The Air Your Lungs Forced Out (2009)

“By whatever name he chooses to use, Washington state-based folk singer/songwriter Sarazin Blake (aka Robert Blake and Robert Sarazin Blake) is a highly contemplative and somewhat obtuse performer. On the batch of songs making up his sixth album, The Air Your Lungs Forced Out, he sings in a sonorous half-spoken baritone that recalls such predecessors as Johnny Cash, Fred Neil, and Jonathan Richman, and like them is unconcerned about going flat or droning a little now and then. His voice dominates his small band (himself on guitar, Mike Grigoni on a lonesome-sounding pedal steel, Josh Brahinsky on upright bass, and Jordan Rain on drums) in arrangements that have the ragged quality not just of first takes, but first run-throughs. (Indeed, the album begins with Blake saying he is going to plug in his guitar, and there are little noodling interludes between songs, plus one of those irritating "hidden tracks" of instrumental messing around following a minute and 43 seconds of silence after the eighth track.) This ramshackle approach actually benefits the songs, giving them a sense of off the cuff spontaneity, as if Blake were coming up with the lyrics and the melodies on the spot, just as the band is attempting to follow him.

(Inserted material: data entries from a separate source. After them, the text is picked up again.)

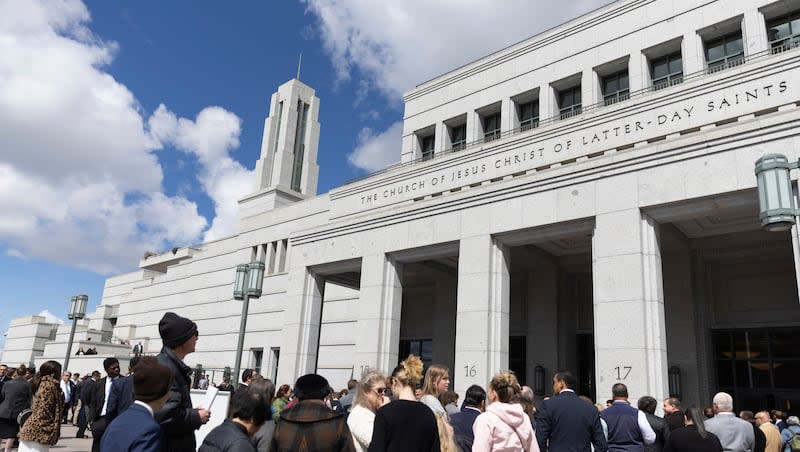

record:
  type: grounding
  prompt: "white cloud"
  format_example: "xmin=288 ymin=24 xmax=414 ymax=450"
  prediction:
xmin=347 ymin=122 xmax=403 ymax=171
xmin=0 ymin=0 xmax=244 ymax=274
xmin=148 ymin=105 xmax=254 ymax=241
xmin=303 ymin=0 xmax=611 ymax=102
xmin=303 ymin=0 xmax=610 ymax=171
xmin=36 ymin=309 xmax=64 ymax=325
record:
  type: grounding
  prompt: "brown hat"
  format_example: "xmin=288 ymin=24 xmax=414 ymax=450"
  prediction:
xmin=133 ymin=356 xmax=172 ymax=402
xmin=158 ymin=312 xmax=197 ymax=348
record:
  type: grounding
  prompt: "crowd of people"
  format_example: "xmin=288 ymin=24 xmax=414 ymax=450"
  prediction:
xmin=0 ymin=312 xmax=800 ymax=452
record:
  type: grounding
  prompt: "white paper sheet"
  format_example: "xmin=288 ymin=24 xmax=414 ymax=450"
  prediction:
xmin=197 ymin=386 xmax=219 ymax=411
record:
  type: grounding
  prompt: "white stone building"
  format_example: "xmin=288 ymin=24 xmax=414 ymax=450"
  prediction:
xmin=6 ymin=0 xmax=800 ymax=410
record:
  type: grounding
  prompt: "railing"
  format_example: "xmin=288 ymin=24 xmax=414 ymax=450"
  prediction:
xmin=769 ymin=35 xmax=800 ymax=55
xmin=652 ymin=72 xmax=683 ymax=91
xmin=483 ymin=129 xmax=501 ymax=143
xmin=343 ymin=41 xmax=800 ymax=186
xmin=519 ymin=116 xmax=539 ymax=132
xmin=559 ymin=104 xmax=581 ymax=119
xmin=708 ymin=53 xmax=744 ymax=74
xmin=603 ymin=91 xmax=631 ymax=106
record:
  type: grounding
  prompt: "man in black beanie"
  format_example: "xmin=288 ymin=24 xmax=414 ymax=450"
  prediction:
xmin=270 ymin=374 xmax=355 ymax=452
xmin=100 ymin=356 xmax=172 ymax=452
xmin=155 ymin=312 xmax=211 ymax=451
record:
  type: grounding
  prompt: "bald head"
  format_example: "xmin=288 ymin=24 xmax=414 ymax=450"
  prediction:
xmin=714 ymin=392 xmax=733 ymax=413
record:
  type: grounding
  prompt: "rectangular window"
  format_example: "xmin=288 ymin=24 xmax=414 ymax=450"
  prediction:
xmin=419 ymin=135 xmax=436 ymax=160
xmin=558 ymin=85 xmax=581 ymax=119
xmin=706 ymin=31 xmax=744 ymax=74
xmin=272 ymin=101 xmax=283 ymax=152
xmin=398 ymin=339 xmax=433 ymax=372
xmin=483 ymin=112 xmax=500 ymax=143
xmin=602 ymin=70 xmax=631 ymax=105
xmin=450 ymin=124 xmax=467 ymax=151
xmin=269 ymin=347 xmax=281 ymax=382
xmin=292 ymin=100 xmax=309 ymax=191
xmin=517 ymin=100 xmax=539 ymax=131
xmin=767 ymin=12 xmax=800 ymax=53
xmin=250 ymin=348 xmax=264 ymax=375
xmin=650 ymin=51 xmax=683 ymax=91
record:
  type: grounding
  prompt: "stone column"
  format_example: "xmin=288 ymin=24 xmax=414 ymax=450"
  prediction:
xmin=681 ymin=31 xmax=706 ymax=76
xmin=539 ymin=84 xmax=558 ymax=121
xmin=452 ymin=234 xmax=511 ymax=394
xmin=581 ymin=69 xmax=601 ymax=108
xmin=628 ymin=51 xmax=650 ymax=94
xmin=500 ymin=97 xmax=514 ymax=133
xmin=592 ymin=209 xmax=667 ymax=400
xmin=353 ymin=253 xmax=403 ymax=379
xmin=742 ymin=8 xmax=769 ymax=56
xmin=278 ymin=267 xmax=325 ymax=382
xmin=466 ymin=110 xmax=483 ymax=144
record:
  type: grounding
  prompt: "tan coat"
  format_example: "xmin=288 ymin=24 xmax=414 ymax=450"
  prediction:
xmin=19 ymin=375 xmax=64 ymax=446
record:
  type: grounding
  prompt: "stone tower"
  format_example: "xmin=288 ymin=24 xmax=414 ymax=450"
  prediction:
xmin=252 ymin=79 xmax=319 ymax=210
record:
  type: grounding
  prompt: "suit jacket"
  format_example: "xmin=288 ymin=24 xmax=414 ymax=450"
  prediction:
xmin=0 ymin=377 xmax=32 ymax=422
xmin=536 ymin=391 xmax=608 ymax=452
xmin=89 ymin=377 xmax=108 ymax=420
xmin=703 ymin=413 xmax=755 ymax=452
xmin=100 ymin=402 xmax=161 ymax=452
xmin=106 ymin=375 xmax=133 ymax=422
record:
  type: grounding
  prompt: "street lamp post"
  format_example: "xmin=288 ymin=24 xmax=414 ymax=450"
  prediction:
xmin=755 ymin=154 xmax=800 ymax=300
xmin=64 ymin=295 xmax=89 ymax=372
xmin=231 ymin=261 xmax=264 ymax=387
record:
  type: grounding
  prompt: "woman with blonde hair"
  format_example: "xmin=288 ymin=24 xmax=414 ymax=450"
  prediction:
xmin=368 ymin=355 xmax=439 ymax=452
xmin=347 ymin=369 xmax=389 ymax=452
xmin=472 ymin=371 xmax=539 ymax=452
xmin=19 ymin=361 xmax=64 ymax=452
xmin=419 ymin=364 xmax=450 ymax=419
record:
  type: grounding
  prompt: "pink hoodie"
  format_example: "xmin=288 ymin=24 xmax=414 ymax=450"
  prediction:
xmin=472 ymin=402 xmax=539 ymax=452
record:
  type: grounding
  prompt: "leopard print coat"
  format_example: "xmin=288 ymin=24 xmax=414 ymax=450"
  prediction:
xmin=19 ymin=375 xmax=64 ymax=446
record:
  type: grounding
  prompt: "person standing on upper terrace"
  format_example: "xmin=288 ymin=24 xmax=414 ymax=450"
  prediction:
xmin=155 ymin=312 xmax=211 ymax=452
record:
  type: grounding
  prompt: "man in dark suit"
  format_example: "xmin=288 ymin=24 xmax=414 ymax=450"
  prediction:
xmin=637 ymin=396 xmax=670 ymax=452
xmin=75 ymin=370 xmax=100 ymax=438
xmin=450 ymin=385 xmax=486 ymax=450
xmin=87 ymin=358 xmax=119 ymax=452
xmin=100 ymin=356 xmax=173 ymax=452
xmin=536 ymin=371 xmax=608 ymax=452
xmin=106 ymin=356 xmax=142 ymax=423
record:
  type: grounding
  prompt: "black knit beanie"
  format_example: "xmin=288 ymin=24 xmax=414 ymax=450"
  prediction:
xmin=294 ymin=374 xmax=331 ymax=400
xmin=133 ymin=356 xmax=172 ymax=402
xmin=158 ymin=312 xmax=197 ymax=348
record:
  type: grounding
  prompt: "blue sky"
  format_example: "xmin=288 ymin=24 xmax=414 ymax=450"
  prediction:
xmin=0 ymin=0 xmax=606 ymax=354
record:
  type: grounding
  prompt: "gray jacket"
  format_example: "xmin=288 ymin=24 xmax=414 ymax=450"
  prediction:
xmin=703 ymin=413 xmax=755 ymax=452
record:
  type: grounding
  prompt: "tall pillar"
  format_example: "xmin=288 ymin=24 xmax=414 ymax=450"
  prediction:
xmin=592 ymin=209 xmax=668 ymax=400
xmin=742 ymin=8 xmax=769 ymax=56
xmin=353 ymin=253 xmax=403 ymax=378
xmin=681 ymin=31 xmax=706 ymax=76
xmin=628 ymin=51 xmax=650 ymax=93
xmin=452 ymin=235 xmax=511 ymax=394
xmin=278 ymin=267 xmax=325 ymax=381
xmin=539 ymin=84 xmax=558 ymax=121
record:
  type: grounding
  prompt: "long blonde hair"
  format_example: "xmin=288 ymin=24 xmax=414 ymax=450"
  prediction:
xmin=435 ymin=414 xmax=458 ymax=452
xmin=489 ymin=370 xmax=522 ymax=403
xmin=422 ymin=364 xmax=450 ymax=397
xmin=392 ymin=355 xmax=423 ymax=389
xmin=353 ymin=369 xmax=386 ymax=410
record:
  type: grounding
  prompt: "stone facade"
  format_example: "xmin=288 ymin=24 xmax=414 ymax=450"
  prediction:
xmin=6 ymin=0 xmax=800 ymax=407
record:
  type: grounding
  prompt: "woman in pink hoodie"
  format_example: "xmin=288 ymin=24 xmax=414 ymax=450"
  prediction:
xmin=472 ymin=371 xmax=539 ymax=452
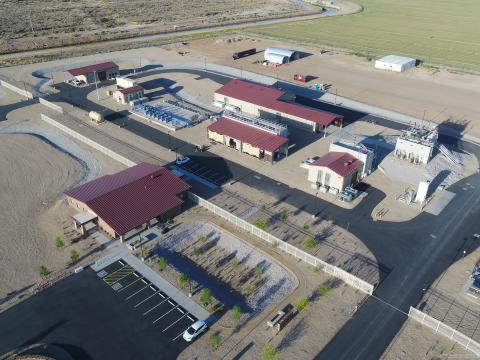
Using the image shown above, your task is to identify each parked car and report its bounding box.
[183,320,208,342]
[175,156,190,165]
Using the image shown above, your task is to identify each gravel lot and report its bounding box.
[158,221,295,312]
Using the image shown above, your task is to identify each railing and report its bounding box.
[188,192,373,295]
[408,307,480,356]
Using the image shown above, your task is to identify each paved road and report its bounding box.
[6,69,480,359]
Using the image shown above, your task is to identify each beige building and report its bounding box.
[308,151,363,191]
[213,80,343,132]
[113,85,145,104]
[207,116,288,163]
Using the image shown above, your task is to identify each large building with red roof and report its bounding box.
[308,151,363,191]
[65,163,190,241]
[207,113,288,162]
[214,79,343,132]
[67,61,120,84]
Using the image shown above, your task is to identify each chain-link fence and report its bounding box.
[408,307,480,355]
[189,192,373,295]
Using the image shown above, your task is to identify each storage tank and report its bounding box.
[415,180,430,204]
[88,111,105,124]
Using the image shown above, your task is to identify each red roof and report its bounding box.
[312,151,363,176]
[65,163,190,235]
[216,79,343,126]
[208,117,288,152]
[68,61,118,76]
[117,85,145,94]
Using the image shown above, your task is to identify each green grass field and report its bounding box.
[248,0,480,71]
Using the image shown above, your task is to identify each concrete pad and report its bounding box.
[425,190,456,216]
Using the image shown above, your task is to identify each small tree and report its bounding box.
[37,265,50,278]
[262,344,278,360]
[303,236,318,250]
[55,236,65,250]
[177,273,188,287]
[70,249,79,262]
[255,218,267,230]
[232,305,242,321]
[255,266,263,278]
[157,256,168,271]
[200,288,212,305]
[295,298,310,312]
[317,284,332,296]
[210,334,220,350]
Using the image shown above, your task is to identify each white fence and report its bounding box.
[0,80,33,99]
[40,114,136,166]
[188,192,373,295]
[38,97,63,114]
[408,307,480,356]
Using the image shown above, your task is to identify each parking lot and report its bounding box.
[0,260,196,360]
[97,260,197,343]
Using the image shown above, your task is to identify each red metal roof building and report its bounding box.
[207,117,288,162]
[308,151,363,191]
[65,163,190,240]
[215,79,343,131]
[67,61,119,84]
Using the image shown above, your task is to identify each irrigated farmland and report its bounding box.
[249,0,480,71]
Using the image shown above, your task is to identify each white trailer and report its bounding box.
[375,55,417,72]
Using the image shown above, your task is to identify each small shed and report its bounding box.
[113,85,145,104]
[265,47,300,64]
[375,55,417,72]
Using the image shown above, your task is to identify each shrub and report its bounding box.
[37,265,50,278]
[262,344,278,360]
[317,284,332,296]
[232,305,242,321]
[70,249,79,262]
[177,273,188,287]
[200,288,212,305]
[55,236,65,250]
[210,334,220,350]
[254,218,267,230]
[295,298,310,312]
[303,236,318,250]
[157,256,168,271]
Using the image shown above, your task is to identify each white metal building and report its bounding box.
[375,55,417,72]
[329,141,375,178]
[264,47,300,64]
[395,126,438,164]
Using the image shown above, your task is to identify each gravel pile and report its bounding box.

But the words are too well crafted for that, most of them close-up observations of interpersonal relations, along with one political screed ("Mid-Term Elections [2006, Nov]") that was well out of date by the time the album was released. Yet Blake is as concerned with achieving an atmospheric mood with his music as he is with conveying the intimate meanings of his songs. It's a distinctive approach that he pursues with assurance.”